Pendentive 3: Culture: The Fruits of Knowledge In this pendentive, the allegorical figure “Muse of the Arts” represents the tradition of music and dance, two elements intrinsic to Kentucky’s cultural heritage. The other figures of the pendentive are that of a teacher and a young girl learning to play the dulcimer, Kentucky’s state instrument, and a Jurist figure representing elements of law and instruction. The background includes elements of the Kentuckian landscape such as the Red River Gorge, and the faux bas- relief at the base of the pendentive depicts Native American men from the Woodland Period at Wickliffe Mounds (in Western Kentucky) playing drums.

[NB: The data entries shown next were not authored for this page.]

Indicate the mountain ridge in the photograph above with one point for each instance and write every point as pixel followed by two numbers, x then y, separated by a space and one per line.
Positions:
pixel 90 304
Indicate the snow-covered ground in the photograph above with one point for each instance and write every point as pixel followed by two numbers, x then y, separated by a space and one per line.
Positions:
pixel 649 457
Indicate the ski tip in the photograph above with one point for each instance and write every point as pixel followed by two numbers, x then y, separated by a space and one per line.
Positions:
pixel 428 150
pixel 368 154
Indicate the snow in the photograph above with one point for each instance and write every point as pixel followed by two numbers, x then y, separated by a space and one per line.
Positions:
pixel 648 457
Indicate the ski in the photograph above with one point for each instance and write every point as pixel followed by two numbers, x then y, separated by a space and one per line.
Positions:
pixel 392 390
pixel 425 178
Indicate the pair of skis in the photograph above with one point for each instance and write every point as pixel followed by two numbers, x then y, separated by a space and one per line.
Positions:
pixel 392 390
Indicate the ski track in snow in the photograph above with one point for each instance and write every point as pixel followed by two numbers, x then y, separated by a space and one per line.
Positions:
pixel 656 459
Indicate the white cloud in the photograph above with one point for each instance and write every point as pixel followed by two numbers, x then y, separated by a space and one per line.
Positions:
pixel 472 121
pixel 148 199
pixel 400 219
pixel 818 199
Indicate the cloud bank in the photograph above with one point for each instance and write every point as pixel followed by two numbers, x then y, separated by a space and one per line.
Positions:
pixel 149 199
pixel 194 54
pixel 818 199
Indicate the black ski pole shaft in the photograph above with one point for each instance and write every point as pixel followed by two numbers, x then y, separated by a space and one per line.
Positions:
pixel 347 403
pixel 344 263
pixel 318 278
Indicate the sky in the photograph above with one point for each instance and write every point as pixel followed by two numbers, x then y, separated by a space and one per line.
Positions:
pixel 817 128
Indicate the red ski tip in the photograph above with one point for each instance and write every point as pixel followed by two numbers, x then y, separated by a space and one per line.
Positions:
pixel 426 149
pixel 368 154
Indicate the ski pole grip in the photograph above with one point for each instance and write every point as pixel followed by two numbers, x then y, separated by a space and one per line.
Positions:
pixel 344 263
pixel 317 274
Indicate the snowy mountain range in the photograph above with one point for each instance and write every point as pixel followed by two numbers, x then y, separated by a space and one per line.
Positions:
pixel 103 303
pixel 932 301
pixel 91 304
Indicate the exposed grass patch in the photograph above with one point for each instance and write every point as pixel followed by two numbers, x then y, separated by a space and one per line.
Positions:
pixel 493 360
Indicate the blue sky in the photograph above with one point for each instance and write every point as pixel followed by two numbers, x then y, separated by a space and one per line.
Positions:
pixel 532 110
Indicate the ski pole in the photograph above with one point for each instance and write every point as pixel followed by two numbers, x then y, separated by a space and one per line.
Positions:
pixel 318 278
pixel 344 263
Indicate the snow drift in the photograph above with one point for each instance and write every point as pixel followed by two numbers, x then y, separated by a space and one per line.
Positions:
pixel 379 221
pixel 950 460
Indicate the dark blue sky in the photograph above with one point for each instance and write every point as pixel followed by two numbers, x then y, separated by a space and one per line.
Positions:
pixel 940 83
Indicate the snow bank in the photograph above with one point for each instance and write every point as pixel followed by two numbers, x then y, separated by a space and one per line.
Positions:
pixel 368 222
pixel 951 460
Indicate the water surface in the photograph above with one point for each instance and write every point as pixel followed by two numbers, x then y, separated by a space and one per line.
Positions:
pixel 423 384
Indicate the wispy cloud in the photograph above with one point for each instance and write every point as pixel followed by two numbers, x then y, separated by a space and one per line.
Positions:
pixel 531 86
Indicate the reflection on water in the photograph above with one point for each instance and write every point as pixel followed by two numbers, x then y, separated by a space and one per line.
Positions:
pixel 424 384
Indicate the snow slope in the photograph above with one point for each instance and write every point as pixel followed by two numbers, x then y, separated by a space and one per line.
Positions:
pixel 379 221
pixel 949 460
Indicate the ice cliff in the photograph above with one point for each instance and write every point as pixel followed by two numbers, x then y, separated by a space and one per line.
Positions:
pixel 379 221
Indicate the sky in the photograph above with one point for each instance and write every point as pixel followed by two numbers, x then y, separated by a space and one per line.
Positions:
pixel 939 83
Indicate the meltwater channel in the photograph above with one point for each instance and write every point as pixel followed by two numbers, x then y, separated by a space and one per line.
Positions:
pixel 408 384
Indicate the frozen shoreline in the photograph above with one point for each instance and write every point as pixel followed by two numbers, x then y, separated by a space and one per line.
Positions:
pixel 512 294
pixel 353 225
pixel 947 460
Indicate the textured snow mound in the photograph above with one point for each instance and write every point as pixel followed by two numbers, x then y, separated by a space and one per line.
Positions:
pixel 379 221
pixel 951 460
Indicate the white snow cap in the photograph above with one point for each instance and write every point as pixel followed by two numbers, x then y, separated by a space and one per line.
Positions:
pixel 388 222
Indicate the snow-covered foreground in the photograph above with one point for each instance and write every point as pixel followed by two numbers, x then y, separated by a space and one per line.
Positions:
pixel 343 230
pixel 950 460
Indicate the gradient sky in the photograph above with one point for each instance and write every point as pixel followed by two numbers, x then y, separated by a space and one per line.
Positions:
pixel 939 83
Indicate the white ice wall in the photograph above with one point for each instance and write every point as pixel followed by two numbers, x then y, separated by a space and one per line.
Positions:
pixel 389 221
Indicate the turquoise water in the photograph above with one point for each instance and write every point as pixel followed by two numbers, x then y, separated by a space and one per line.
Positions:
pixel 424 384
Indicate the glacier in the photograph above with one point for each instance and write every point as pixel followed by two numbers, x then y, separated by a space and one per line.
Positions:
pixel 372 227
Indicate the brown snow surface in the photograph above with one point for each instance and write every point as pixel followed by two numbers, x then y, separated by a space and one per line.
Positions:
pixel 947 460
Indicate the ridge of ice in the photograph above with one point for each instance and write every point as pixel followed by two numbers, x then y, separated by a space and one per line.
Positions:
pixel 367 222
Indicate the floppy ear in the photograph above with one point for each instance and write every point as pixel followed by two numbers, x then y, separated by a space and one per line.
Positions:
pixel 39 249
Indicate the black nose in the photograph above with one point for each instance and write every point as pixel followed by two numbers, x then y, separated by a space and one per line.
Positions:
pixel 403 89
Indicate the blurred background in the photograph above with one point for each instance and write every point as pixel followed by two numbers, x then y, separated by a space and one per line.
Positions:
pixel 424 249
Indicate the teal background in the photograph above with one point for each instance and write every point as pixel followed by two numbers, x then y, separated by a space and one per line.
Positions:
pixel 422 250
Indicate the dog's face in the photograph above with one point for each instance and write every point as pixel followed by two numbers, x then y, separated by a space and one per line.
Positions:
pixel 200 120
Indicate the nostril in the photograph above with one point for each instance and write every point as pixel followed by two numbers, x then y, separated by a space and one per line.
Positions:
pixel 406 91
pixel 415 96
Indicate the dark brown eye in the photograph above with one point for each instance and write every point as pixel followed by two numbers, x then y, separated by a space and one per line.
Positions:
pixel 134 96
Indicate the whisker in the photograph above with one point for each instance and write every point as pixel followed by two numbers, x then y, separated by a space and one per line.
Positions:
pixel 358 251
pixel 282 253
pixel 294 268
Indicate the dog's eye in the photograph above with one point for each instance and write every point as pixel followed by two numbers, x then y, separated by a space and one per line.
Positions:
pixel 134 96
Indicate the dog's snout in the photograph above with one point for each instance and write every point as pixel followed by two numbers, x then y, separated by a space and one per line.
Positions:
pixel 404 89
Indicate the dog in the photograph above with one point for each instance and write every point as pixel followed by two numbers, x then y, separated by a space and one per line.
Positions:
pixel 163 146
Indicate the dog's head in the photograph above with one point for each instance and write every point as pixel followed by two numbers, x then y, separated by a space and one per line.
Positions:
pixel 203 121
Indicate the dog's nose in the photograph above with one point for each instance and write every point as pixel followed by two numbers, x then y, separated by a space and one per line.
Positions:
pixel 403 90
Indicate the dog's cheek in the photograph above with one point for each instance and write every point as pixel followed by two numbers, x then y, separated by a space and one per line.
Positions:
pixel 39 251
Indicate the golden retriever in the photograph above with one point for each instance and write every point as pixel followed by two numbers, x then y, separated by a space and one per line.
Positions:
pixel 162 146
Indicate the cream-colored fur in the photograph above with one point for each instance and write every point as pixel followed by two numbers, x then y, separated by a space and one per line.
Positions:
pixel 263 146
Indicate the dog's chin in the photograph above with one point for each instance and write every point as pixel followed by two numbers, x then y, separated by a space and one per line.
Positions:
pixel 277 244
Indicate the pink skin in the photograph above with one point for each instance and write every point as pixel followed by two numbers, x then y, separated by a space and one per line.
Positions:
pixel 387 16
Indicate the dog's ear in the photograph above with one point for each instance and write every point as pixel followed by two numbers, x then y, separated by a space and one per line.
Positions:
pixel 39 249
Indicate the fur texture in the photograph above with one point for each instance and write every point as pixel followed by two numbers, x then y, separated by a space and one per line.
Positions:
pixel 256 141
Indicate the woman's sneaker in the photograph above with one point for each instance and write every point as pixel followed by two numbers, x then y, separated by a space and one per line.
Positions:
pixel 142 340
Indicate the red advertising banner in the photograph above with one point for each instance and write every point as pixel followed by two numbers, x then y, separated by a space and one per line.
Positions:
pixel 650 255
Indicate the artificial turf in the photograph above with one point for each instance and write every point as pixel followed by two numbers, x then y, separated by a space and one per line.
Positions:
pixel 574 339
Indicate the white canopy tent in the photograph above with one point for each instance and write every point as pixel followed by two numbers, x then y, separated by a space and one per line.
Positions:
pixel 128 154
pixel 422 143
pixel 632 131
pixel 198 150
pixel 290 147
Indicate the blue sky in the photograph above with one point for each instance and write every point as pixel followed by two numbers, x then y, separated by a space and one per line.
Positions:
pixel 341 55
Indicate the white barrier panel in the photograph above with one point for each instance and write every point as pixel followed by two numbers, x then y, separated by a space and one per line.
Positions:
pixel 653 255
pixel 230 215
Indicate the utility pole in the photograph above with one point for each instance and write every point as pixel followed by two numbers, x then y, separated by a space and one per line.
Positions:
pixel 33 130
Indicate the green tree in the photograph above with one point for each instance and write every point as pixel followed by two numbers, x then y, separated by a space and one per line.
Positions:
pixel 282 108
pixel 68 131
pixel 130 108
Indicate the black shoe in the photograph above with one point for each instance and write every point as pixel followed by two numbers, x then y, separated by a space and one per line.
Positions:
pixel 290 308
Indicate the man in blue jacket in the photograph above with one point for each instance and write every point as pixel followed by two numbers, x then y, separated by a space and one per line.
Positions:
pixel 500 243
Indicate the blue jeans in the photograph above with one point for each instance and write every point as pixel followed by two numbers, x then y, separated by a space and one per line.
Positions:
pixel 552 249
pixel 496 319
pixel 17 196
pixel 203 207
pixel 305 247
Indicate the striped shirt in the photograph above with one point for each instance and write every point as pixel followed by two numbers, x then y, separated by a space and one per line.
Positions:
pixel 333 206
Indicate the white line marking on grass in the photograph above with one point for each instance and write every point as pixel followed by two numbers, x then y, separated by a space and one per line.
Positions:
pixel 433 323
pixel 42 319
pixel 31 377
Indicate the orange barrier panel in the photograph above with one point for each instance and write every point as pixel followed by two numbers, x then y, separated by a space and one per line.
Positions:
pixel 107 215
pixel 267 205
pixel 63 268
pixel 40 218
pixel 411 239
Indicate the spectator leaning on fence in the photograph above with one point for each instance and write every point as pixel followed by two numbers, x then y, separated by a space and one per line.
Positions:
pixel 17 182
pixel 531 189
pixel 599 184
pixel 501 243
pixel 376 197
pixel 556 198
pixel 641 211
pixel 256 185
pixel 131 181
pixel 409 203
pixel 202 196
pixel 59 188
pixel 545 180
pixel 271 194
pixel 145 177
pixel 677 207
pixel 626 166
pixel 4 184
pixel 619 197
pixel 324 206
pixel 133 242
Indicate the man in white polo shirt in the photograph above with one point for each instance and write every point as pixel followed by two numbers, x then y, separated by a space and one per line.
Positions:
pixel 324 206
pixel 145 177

Pendentive 4: Civitas: The Light of Progress This pendentive depicts the allegorical figure Athena, the goddess of civilization, progress, and strength. She is complimented by a coalminer, a symbol of one of Kentucky’s signature industries, and a city planner, a representation of progress and enlightenment. The faux bas relief at the mural’s base portrays Native Americans in animal skins hunting along Kentucky’s Buffalo Trace. In the background, symbols of technical and municipal progress such as the Roebling Suspension Bridge, the Lincoln and Davis memorials, and others are highlighted.